While we are looking at correlations, we might as well have some fun with it.  About two weeks ago, I blogged about (and reanalyzed data from) some research by anti-sugar crusader Robert Lustig that was published in PLoS ONE.  In short, they showed a positive correlation between countries that eat a lot of sugar and prevalence of diabetes in the country.  The correlation was widely interpreted as proving a causal link between sugar and diabetes.  So, let's apply that same logic to the topic of death and sugar consumption.

I took the same sugar consumption data as I talked about in my previous post.   Then, I merged it with life expectancy by country as compiled by the UN (you can download the data from Wikipedia).  Here is the relationship between average life expectancy in a country (in years) and per capita availability of sugar (in kcal).

sugarlife.JPG

We've clearly got a positive correlation here.  In fact if I run a population-weighted regression, I find that for every 100 kcal increase in sugar availability, life expectancy increases 1.9 years!  The p-value is even less than 0.001!  Drink more sugar and you'll live longer!

Now, do I actually think increased sugar consumption increases life expectancy?  Probably not.  Richer countries can probably afford to buy lots of things (like more sugar) and richer countries are also likely to have higher life expectancies (because they can also buy more health care).  But, it does make you wonder what's going on if the Harvard researchers are right and all that sugar is causing so many deaths.

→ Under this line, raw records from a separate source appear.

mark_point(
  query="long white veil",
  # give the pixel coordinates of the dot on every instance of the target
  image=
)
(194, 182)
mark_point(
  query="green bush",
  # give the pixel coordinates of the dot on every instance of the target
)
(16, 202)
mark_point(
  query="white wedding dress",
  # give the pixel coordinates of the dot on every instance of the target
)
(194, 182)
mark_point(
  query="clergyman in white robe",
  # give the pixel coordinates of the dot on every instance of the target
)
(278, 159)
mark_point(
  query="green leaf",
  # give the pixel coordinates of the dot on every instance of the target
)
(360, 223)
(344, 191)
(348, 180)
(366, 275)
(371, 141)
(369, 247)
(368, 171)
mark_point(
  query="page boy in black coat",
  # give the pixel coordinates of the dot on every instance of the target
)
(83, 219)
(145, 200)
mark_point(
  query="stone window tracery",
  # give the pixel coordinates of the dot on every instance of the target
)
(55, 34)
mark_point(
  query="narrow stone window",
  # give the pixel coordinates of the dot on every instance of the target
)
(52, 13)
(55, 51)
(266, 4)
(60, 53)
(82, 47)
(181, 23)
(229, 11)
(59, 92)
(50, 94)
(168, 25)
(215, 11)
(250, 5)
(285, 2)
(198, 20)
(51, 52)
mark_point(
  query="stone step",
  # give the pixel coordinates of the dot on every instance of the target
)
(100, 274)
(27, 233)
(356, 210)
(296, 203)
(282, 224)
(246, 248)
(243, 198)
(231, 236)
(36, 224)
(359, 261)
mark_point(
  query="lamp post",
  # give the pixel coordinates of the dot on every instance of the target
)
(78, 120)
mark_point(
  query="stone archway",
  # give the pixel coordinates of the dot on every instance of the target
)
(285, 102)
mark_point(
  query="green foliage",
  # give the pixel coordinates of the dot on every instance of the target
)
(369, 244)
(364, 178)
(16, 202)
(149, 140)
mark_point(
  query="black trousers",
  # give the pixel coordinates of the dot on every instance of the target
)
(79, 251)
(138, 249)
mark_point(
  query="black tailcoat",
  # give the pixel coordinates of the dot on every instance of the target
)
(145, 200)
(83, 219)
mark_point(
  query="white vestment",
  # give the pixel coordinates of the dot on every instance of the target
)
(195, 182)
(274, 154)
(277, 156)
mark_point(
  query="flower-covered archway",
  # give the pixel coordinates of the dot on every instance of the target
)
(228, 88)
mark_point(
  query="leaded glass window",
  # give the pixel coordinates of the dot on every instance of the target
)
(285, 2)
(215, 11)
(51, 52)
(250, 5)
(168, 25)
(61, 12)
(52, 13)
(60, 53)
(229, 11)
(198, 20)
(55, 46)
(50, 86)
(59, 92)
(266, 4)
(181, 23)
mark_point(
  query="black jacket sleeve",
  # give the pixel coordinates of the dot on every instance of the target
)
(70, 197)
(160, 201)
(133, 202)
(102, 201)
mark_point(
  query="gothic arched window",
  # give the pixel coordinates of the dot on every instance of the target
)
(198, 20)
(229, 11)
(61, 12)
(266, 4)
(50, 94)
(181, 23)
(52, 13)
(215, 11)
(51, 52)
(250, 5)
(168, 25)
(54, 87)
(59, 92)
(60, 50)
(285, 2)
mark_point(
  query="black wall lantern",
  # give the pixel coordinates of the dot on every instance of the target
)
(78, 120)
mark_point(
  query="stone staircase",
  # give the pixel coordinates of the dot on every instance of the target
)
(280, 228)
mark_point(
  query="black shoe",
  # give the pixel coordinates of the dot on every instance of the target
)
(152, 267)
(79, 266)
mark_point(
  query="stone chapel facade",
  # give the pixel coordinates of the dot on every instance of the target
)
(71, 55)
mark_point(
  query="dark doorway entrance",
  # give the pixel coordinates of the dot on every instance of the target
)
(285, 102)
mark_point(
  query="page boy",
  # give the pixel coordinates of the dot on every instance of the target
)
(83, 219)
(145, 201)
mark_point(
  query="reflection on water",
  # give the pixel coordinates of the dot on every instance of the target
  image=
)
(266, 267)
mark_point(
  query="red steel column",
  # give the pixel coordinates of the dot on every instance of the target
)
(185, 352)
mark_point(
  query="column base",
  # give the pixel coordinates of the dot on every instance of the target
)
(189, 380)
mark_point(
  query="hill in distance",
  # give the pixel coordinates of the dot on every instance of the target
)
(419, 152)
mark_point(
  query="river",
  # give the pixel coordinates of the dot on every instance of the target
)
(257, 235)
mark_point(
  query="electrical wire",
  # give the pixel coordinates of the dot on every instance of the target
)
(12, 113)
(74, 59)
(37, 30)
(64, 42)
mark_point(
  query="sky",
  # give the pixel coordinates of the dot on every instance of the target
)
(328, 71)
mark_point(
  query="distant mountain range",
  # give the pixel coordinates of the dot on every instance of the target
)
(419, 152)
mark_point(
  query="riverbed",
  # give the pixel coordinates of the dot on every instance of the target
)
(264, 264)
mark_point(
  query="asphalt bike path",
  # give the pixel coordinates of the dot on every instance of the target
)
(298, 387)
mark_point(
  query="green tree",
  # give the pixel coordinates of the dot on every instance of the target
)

I rather suspect, a lot of deaths due to other problems are being attributed to sugar from sodas.  I'm reminded of this passage from Eric Oliver's book Fat Politics as it relates to attributing deaths (or medical costs) to obesity.

The researchers who estimated that obesity costs us 100 million dollars a year did so by calculating all the expenses associated with treating type 2 diabetes, coronary heart disease, hypertension, gallbladder disease, and cancer . . . Once again, they simply assumed that if you got heart disease or breast-cancer it was because you were fat.